2024年03月13日 | (冷蔵庫が家になかった時の)食べ物

隣のウチは漁師だった。
隣のおばあさんは、よくひなたぼっこをしていた。

たまに、
隣のおばあさんは、ウチに来る時があった。
そういう時、決して「こんにちわ」とか挨拶することはなかった。無言。
隣のおばあさんは、わらじを履いていたので、足音すらしなかった。(聞こえなかった)
家の玄関は開きっぱなし。
入ると土間が台所までつづく。
道同然にウチの中に入っていった。
隣のおばあさんは、台所で止まり、ママカリを山盛り入れた笊を置いて、だまって帰る。


それがあってから数日間、
我が家の食卓はママカリ一色の日々がつづいた。
朝もママカリ、
昼もママカリ、
夜もママカリ、
翌朝もママカリ、
翌昼もママカリ、
翌夜もママカリ、
翌々朝もママカリ、
翌々昼もママカリ、
翌々夜もママカリ。
・・・・・づううっとつづいた。

 

ママカリは、
あんまり「おいしくて、おまんま(ママ)を、借りにいく」のでママカリという。
とテレビや本に書いてあるが、
それには異議がある。

そういう人もいるだろうが、
もうママカリだけはほしゅうない人もいる。
だいたいが、商品にならないから近所の人に配るのであって、
瀬戸内の雑魚の代表魚、というのが過去の実態であろう。
そこのとこだけは、キッパリといえる。

 

 

・・・
「岡山ふだんの食事」 鶴藤鹿忠 岡山文庫 平成12年発行

ママカリ

和名は、ニシン科サッパである。
背が青い体長一〇センチほどの大きさの魚である。 
焼いて三杯酢とか、ひしお(醤)をつけて頭から骨ごと食べる。 
ママカリをおかずにすると、おいしく食が進み、
隣にママ(飯) を借りに行くということから、ママカリ (飯借り)の名がついたという。
県南では、ふだんにも食べるが、秋祭りにはたいてい、一品はママカリ料理をつくる。


・・・

 

 

コメント
  • X
  • Facebookでシェアする
  • はてなブックマークに追加する
  • LINEでシェアする

蜂の子

2024年03月13日 | (冷蔵庫が家になかった時の)食べ物

捕獲したり、摘み取ったりの、遊びを兼ねた「おやつ」や「食材」は数多くあった。
山でマツタケを探すのも、海でアサリを掘るのも、食べものというよりは”遊び”の面が強かった。

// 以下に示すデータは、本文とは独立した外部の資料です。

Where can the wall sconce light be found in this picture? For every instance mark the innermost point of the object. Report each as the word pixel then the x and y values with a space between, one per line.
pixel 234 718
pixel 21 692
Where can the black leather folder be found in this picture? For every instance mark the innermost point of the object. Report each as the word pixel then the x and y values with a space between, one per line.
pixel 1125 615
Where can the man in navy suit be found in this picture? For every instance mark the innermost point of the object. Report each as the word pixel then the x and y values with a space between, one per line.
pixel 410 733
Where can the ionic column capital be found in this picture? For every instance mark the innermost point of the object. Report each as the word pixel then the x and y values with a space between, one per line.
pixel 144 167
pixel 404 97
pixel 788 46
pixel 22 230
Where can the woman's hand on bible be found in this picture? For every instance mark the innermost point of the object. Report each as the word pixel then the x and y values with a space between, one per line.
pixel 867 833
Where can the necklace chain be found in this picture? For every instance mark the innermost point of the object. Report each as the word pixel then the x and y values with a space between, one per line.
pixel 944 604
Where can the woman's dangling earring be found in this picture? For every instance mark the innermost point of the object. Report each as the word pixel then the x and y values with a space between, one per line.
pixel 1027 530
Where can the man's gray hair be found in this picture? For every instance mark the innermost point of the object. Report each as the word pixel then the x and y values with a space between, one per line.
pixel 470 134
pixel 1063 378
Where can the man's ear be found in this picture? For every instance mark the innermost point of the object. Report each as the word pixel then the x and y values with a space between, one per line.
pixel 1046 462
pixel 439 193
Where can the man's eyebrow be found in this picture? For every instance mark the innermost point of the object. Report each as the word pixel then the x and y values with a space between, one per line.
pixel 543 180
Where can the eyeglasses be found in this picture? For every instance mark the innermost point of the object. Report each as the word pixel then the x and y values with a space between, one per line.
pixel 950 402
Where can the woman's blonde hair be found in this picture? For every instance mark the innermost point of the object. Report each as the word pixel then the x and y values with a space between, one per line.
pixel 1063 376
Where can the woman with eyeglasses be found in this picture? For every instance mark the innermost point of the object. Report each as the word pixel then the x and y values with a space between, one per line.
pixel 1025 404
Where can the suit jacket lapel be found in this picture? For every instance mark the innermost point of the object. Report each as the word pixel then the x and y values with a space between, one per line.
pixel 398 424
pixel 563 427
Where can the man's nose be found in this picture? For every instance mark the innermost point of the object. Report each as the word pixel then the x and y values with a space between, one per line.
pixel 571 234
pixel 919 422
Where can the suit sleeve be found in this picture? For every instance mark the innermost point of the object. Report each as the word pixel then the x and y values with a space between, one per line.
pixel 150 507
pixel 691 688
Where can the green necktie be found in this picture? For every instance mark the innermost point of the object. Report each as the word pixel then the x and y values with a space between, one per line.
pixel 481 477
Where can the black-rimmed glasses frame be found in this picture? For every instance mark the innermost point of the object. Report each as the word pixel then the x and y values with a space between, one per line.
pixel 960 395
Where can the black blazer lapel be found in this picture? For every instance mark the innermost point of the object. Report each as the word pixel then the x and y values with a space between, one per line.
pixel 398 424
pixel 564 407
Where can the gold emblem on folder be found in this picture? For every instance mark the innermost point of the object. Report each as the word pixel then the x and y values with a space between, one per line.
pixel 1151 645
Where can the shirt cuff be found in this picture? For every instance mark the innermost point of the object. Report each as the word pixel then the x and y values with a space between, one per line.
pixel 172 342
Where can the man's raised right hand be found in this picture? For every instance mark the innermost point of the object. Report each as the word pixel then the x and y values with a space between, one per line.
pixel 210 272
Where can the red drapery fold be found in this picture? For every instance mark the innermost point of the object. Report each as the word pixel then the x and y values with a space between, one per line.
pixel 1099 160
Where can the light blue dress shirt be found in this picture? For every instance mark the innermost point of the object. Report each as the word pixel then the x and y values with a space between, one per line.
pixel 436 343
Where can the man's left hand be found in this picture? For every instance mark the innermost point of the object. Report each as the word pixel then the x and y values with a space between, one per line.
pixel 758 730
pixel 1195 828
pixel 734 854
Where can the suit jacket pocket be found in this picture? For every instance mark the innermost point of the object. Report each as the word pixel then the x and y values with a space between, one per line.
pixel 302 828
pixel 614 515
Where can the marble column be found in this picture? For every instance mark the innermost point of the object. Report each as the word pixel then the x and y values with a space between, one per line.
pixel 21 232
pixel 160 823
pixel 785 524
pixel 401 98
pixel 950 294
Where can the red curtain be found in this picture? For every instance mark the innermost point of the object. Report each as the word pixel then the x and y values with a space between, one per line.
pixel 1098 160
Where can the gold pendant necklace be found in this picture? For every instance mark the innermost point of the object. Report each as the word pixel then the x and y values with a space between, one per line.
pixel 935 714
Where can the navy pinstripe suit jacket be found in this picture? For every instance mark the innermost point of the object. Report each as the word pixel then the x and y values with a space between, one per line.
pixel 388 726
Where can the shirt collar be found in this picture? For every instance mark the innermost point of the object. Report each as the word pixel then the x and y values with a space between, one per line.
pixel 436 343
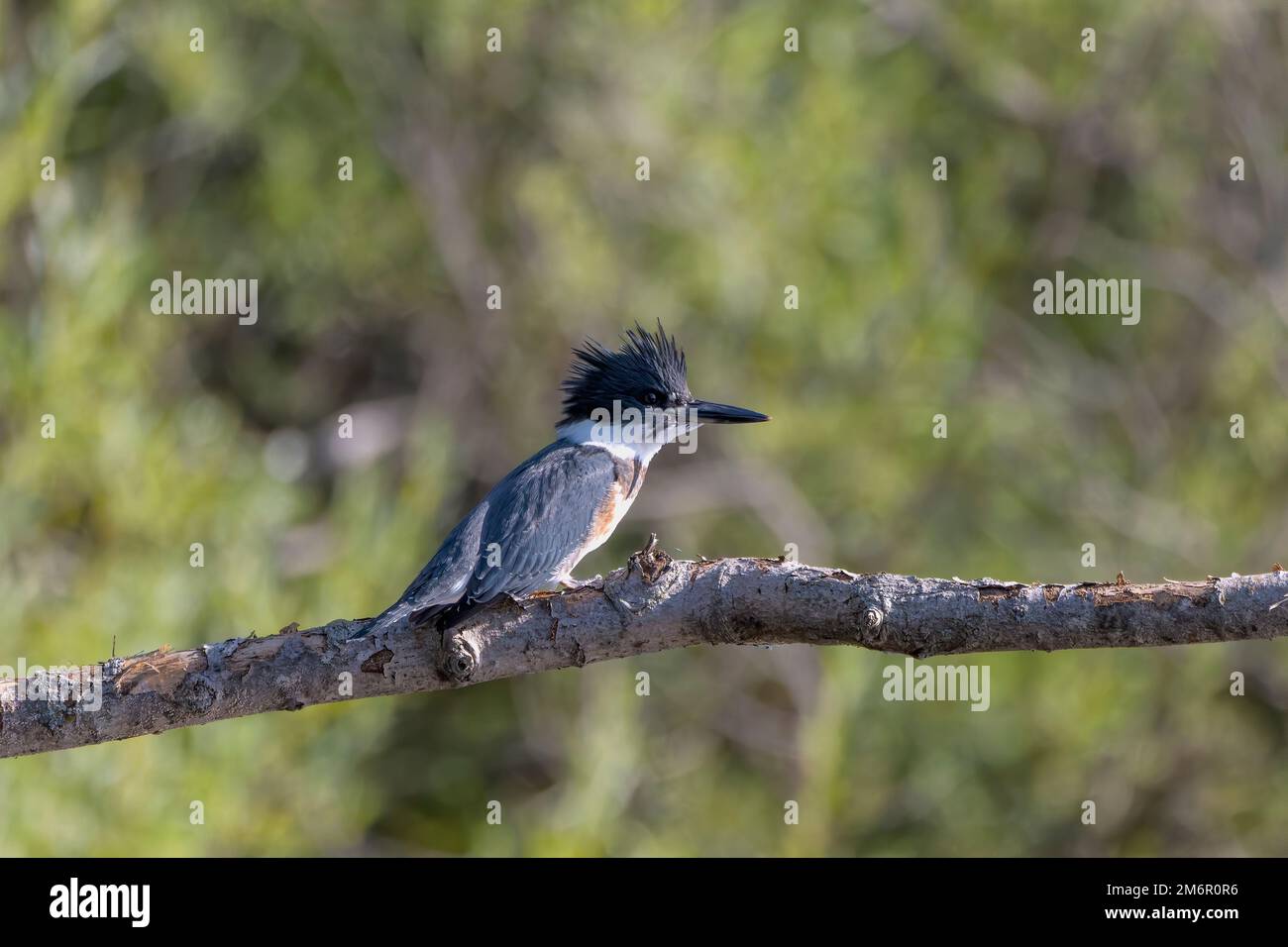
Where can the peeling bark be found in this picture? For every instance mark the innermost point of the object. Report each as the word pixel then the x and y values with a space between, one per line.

スリルがある遊びで、おやつにもなる、とえば「ハチの巣」を落とすこと。
落とした巣から蜂の子を取り出して口に入れる。
噛まずに飲み込む。
栄養があると子どもたちも知っいた。

生物学者だった昭和天皇も食べていたそうだ。(下記↓の「日本の風土食探訪」)


・・・

蜂の巣を軒下から地上に落とすのはスリルがあった。
男の子3~5人での遊び。
たいていの場合、まんの悪い人が1人蜂に刺される、というキョーテイ遊び。
長い竹の棒を2本ほど用意し、それを、ハチの巣が軒から落ちるまでつつく。
まわりはハチが数匹飛んでいる。
そして子どもめがけて刺しに飛んでくる。
このスリル感がなんともいえない。

軒から落ちた巣は、しばらくの間、ハチがまわりを飛んでいるが、そのうちあきらめていなくなる。
そこで、初めて落とした巣を手にして、ハチの子をみんなでわけて飲み込む。
腹の足しにもならぬおやつだったが、滋養があるというのでその気になっていた。

まん悪く、ハチに刺された子は、自分のションベンをかけていた。
それが効果があるとは思ってなかったが、それしか方法はなく、言い伝えの治療だった。
何もしなくても、そのうち、痛みや腫れは引いて、いつか自然に治癒する、そのこともみんな知っていた。
だから「ハチに刺されて医者に行った」という話は一度も聞いたことがない。

・・・


「鴨方町史民俗編」  鴨方町  昭和60年発行

ハチの子

間食とはいえないが、ハチの子やハミを食べる。
ハチの子はハチの幼虫のことで、ドンブーといっている。
ハミはマムシのことである。ハチの巣からハチの子を抜き取り、そのまま飲む。
栄養があり、薬になる という。
イチジクの木を割ると、なかにいる虫は、虫薬になるといって焦がして子供に食べさせた。

・・・

 


「日本の風土食探訪」  市川健夫  白水社  2003年発行


昆虫食の王様、蜂の子

若干の毒虫を除いてほとんどの昆虫は食べられるが、現在日本においては昆虫食は一般的には敬遠されている。
ところが、先入観をもたずに客観的にものをみてこられた昭和天皇は、蜂の子を召し上がっておられた。
第二次大戦後間もない昭和22年10月、天皇が長野県内を巡幸された。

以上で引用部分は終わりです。